Despite tremendous efforts, Samsung unfortunately is still struggling with its Galaxy Note 7's failure to deliver in the market. The manufacturing faults have costed the company over $3 billion dollars in losses. With the upcoming Galaxy S8, Samsung hopes to get back into the game with its innovative wraparound 'all-screen' design.
Although Samsung hasn't released an official statement just yet, insider reports say that the new phone will provide a more panoramic and seamless screen display experience that will extend even to the sides of the phone. Galaxy S8 is also said to be released with a new eye-friendly organic light-emitting diode (OLED) technology.
The new release will also come without a home button, as this will be placed virtually behind the glass.

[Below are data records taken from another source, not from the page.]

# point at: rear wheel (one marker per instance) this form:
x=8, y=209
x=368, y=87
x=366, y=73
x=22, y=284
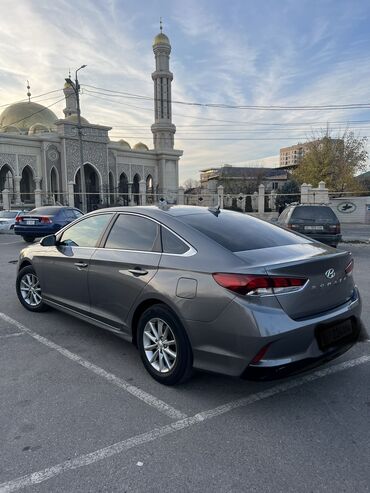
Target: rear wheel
x=29, y=239
x=164, y=347
x=29, y=290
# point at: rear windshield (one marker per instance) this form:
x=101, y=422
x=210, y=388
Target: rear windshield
x=8, y=214
x=44, y=211
x=314, y=213
x=239, y=232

The phone will feature changes in positions of the selfie camera, microphone and speakers, to accommodate the 'all-screen' design.
It is not yet known whether Galaxy S8 will be sold in different size variations; however, there is a big chance that it will be offered in two sizes just like the S7 Edge. S7 Edge came out in the market in 5.1-inch and 5.5-inch variations.
March 2017 is the expected release of Galaxy S8. However, there remains doubts with this date as Samsung hasn't launched a prototype until now. This company hush may be because of Galaxy S8's release coinciding with Apple iPhone 8's release, that is set to be on iPhone's first decade anniversary on September 2017.
Although Apple hasn't released a statement just yet for its new iPhone 8, spec rumors are interestingly similar to expectations with Galaxy S8. As one reporter from Wall Street Journal says, "Apple plans bigger design changes for 2017, the 10th anniversary of the original iPhone. Those changes could include an edge-to-edge organic light-emitting diode (OLED) screen and eliminating the home button by building the fingerprint sensor into the display."
Every bit of the Wall Street reporter's description coincides with Galaxy S8's rumored features.
The pressure is on for Samsung who has to get back on track following its recent market failures. After the Galaxy Note 7 fiasco, Samsung was even pressured to split into two camps for the company to focus on its operations and shareholdings.
Greg Roh, an analyst at HMC Investment Securities Co., says that Samsung needs to gain consumer confidence after its failure with Galaxy Note 7. He says, "Since the phones have a record of burning up, it (Samsung) needs time for these phones to be verified as safe. How safe the phones turn out to be is more important than any hardware innovation."
Jungah Lee and Hooyeon Kim of Bloomberg say, "Company (Samsung) needs a hit product after exploding Note 7 debacle."